# Other Languages > jQuery >  Statement seems to be ignored unless something exec before it.

## Krokonoster

Hi,
Got 3 cascading dropdowns (Clients -> Departments -> Teams) and loading their data using jquery ajax calls.  (there are a lot to the rest of the form though, though not related to this problem )

Since I am clearing dropdowns and hiding elements all over, I wanted to created a function  that can be called any time that will do that in one  place).  however I soon got stuck.

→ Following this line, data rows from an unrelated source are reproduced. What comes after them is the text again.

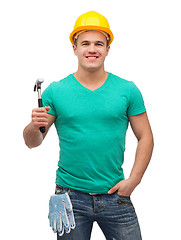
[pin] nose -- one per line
(92, 48)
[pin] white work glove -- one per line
(61, 213)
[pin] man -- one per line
(91, 110)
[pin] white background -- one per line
(146, 50)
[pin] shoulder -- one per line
(121, 82)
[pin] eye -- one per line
(84, 44)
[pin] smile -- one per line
(92, 57)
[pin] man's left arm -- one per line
(142, 130)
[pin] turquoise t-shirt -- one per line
(91, 127)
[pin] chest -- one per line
(82, 107)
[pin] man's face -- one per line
(91, 50)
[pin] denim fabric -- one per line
(114, 214)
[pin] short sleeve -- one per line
(47, 99)
(136, 103)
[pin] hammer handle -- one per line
(40, 104)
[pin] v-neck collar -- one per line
(89, 90)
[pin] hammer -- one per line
(37, 87)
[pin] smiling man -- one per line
(91, 110)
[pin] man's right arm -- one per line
(32, 135)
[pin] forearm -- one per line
(142, 158)
(32, 136)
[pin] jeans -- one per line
(114, 214)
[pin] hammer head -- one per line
(38, 83)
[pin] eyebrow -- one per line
(86, 41)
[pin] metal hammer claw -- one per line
(37, 87)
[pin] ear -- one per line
(108, 48)
(74, 49)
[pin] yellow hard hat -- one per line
(91, 21)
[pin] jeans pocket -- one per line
(125, 200)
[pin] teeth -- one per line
(92, 57)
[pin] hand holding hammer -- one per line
(40, 104)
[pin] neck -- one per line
(91, 77)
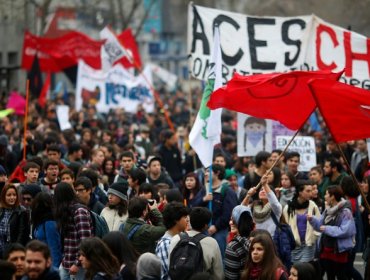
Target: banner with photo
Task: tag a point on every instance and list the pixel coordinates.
(254, 44)
(304, 145)
(253, 135)
(117, 88)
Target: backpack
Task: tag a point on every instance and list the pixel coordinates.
(99, 225)
(284, 241)
(186, 258)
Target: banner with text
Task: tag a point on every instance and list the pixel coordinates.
(117, 88)
(252, 44)
(304, 145)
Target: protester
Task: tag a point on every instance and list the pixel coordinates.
(115, 213)
(16, 254)
(75, 224)
(45, 227)
(142, 235)
(338, 230)
(262, 261)
(98, 261)
(175, 219)
(241, 224)
(295, 214)
(212, 260)
(192, 190)
(14, 222)
(38, 262)
(124, 252)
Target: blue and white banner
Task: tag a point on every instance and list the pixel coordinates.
(117, 88)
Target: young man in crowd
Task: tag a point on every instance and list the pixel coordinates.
(38, 262)
(155, 173)
(83, 189)
(142, 235)
(175, 218)
(200, 218)
(16, 254)
(127, 161)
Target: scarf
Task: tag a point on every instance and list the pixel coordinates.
(255, 271)
(333, 212)
(261, 213)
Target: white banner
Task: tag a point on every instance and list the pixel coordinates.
(252, 44)
(116, 88)
(304, 145)
(253, 135)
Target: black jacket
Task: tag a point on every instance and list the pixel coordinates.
(19, 225)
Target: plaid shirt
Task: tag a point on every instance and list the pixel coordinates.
(162, 252)
(78, 228)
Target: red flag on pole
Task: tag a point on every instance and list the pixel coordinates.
(282, 97)
(44, 91)
(345, 109)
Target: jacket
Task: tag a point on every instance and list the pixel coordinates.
(311, 235)
(223, 204)
(19, 225)
(48, 233)
(146, 236)
(344, 230)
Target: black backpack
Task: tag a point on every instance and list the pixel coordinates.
(186, 258)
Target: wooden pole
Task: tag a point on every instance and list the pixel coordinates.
(26, 120)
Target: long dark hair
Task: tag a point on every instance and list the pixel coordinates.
(185, 191)
(64, 197)
(122, 249)
(100, 257)
(42, 208)
(270, 262)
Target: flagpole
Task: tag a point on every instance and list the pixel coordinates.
(353, 177)
(156, 95)
(26, 120)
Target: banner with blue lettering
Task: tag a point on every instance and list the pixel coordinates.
(265, 44)
(117, 88)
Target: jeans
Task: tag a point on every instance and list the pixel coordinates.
(220, 237)
(64, 274)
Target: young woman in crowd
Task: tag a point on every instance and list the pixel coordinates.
(75, 224)
(124, 252)
(266, 206)
(241, 225)
(192, 190)
(295, 214)
(98, 261)
(14, 224)
(262, 261)
(115, 214)
(338, 230)
(44, 226)
(287, 190)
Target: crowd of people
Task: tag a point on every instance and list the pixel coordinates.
(122, 196)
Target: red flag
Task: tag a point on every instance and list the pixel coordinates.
(345, 109)
(44, 91)
(129, 43)
(282, 97)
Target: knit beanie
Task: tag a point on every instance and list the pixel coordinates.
(148, 267)
(119, 189)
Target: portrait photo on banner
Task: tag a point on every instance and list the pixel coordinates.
(254, 135)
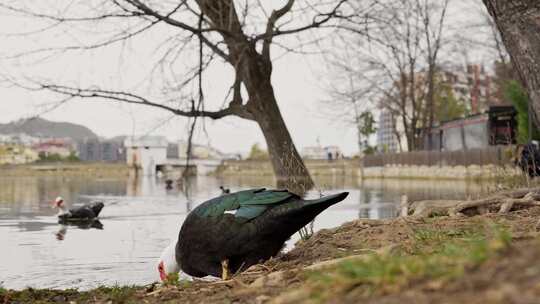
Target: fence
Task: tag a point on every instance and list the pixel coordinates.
(495, 155)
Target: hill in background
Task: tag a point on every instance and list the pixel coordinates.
(39, 127)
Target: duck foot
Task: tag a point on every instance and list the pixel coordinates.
(225, 270)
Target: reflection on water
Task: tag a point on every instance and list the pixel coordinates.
(140, 218)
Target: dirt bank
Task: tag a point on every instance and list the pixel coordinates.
(489, 258)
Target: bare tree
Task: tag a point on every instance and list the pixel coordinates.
(397, 60)
(240, 34)
(519, 24)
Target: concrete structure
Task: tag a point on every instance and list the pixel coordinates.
(497, 126)
(471, 85)
(60, 147)
(319, 152)
(387, 140)
(16, 154)
(146, 152)
(198, 151)
(98, 150)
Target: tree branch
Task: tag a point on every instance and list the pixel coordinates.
(232, 109)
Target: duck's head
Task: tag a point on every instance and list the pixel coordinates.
(167, 262)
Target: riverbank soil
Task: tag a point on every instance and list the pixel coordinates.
(489, 258)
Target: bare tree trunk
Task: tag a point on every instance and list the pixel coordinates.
(519, 24)
(289, 168)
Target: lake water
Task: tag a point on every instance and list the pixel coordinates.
(141, 217)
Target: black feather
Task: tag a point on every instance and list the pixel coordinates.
(210, 234)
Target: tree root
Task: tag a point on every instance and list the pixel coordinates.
(502, 202)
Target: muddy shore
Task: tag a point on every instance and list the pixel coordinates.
(490, 258)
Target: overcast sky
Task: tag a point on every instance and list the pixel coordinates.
(298, 82)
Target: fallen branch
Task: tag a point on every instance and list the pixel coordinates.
(275, 278)
(502, 202)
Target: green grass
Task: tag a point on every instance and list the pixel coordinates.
(115, 294)
(437, 255)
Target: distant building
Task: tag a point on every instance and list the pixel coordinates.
(60, 147)
(388, 129)
(319, 152)
(497, 126)
(146, 152)
(199, 151)
(16, 154)
(101, 150)
(472, 86)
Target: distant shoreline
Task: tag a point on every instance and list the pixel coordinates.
(66, 169)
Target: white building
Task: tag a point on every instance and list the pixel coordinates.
(318, 152)
(199, 151)
(146, 152)
(387, 140)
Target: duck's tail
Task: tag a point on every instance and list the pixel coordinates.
(328, 200)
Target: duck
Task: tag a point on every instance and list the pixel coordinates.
(224, 190)
(232, 232)
(86, 212)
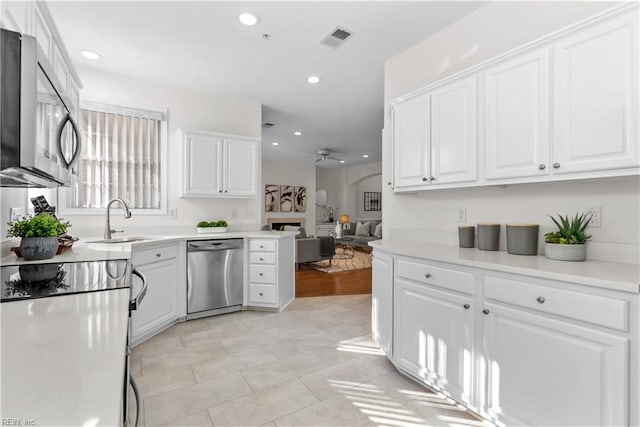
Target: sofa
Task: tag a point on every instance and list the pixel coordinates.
(365, 236)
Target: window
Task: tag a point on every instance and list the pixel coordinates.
(123, 156)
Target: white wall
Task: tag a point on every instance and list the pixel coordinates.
(334, 181)
(489, 31)
(286, 172)
(372, 183)
(189, 110)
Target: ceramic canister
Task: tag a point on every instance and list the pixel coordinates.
(488, 236)
(466, 236)
(522, 239)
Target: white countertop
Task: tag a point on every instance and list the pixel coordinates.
(82, 250)
(609, 275)
(63, 358)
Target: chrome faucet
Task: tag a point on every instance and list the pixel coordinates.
(107, 226)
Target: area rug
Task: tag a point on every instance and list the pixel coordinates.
(359, 260)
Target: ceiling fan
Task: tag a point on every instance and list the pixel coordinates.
(325, 154)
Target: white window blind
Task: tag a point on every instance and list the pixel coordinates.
(121, 157)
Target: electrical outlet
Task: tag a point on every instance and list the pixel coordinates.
(462, 214)
(596, 217)
(16, 213)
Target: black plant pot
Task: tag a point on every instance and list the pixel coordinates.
(35, 248)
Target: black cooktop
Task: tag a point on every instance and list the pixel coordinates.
(28, 281)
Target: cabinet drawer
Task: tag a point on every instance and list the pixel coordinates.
(262, 294)
(263, 245)
(608, 312)
(445, 278)
(262, 258)
(262, 273)
(146, 256)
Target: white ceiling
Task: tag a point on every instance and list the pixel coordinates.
(202, 46)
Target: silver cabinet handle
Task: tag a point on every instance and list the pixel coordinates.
(76, 154)
(135, 302)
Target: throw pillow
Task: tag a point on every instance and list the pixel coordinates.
(362, 229)
(378, 232)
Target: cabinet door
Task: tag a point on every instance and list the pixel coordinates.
(158, 309)
(14, 15)
(382, 301)
(453, 132)
(546, 372)
(596, 98)
(516, 102)
(433, 337)
(40, 30)
(240, 168)
(202, 175)
(411, 142)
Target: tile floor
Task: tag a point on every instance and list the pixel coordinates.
(312, 365)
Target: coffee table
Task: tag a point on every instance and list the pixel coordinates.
(347, 249)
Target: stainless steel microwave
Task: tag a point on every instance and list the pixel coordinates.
(40, 140)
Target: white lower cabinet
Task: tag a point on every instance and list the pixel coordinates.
(518, 350)
(271, 273)
(434, 337)
(543, 372)
(159, 308)
(382, 301)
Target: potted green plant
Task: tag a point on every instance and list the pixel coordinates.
(568, 242)
(219, 226)
(39, 235)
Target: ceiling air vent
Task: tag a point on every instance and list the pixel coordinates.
(336, 37)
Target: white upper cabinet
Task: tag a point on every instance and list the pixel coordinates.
(411, 151)
(562, 107)
(516, 117)
(596, 98)
(14, 15)
(453, 132)
(241, 166)
(217, 165)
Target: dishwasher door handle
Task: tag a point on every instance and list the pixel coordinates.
(193, 247)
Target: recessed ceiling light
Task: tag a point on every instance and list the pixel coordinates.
(248, 19)
(90, 55)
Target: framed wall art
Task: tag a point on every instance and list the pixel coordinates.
(300, 199)
(372, 201)
(286, 198)
(271, 198)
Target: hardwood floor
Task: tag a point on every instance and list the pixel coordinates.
(314, 283)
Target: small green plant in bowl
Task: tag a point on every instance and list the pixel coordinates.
(39, 235)
(219, 226)
(568, 242)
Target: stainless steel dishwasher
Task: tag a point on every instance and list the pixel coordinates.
(214, 277)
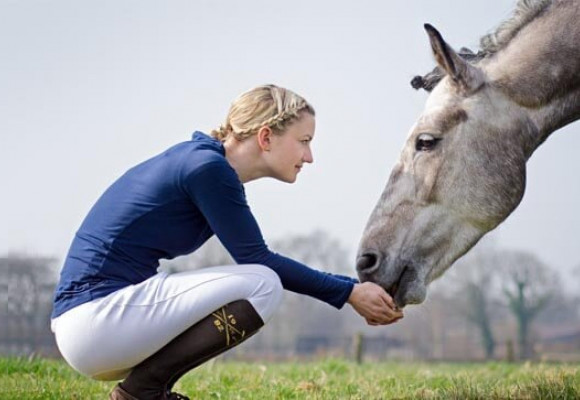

The following code works perfectly, until I one uncomment the alert.  From then, the next line seems to just get ignored.



```
function SetControlsVisibility() {
    var clientId = $("select#ClientId > option:selected").attr("value");
    if (clientId == '' || clientId == undefined) {
        alert("abc");
        $('#DepartmentId').empty().prev().text("");   // ain't do it if no alert....
        .....
```

got a strong feeling of devaju here, but just cannot remember where I ran into this issue before though.

----------


## szlamany

I've also experienced issues like this - not sure how I cleared it up.

Do you have some kind of missing ; somewhere?  I save backup copies of my JS code so I can do a quick WINDIF when something like this happens.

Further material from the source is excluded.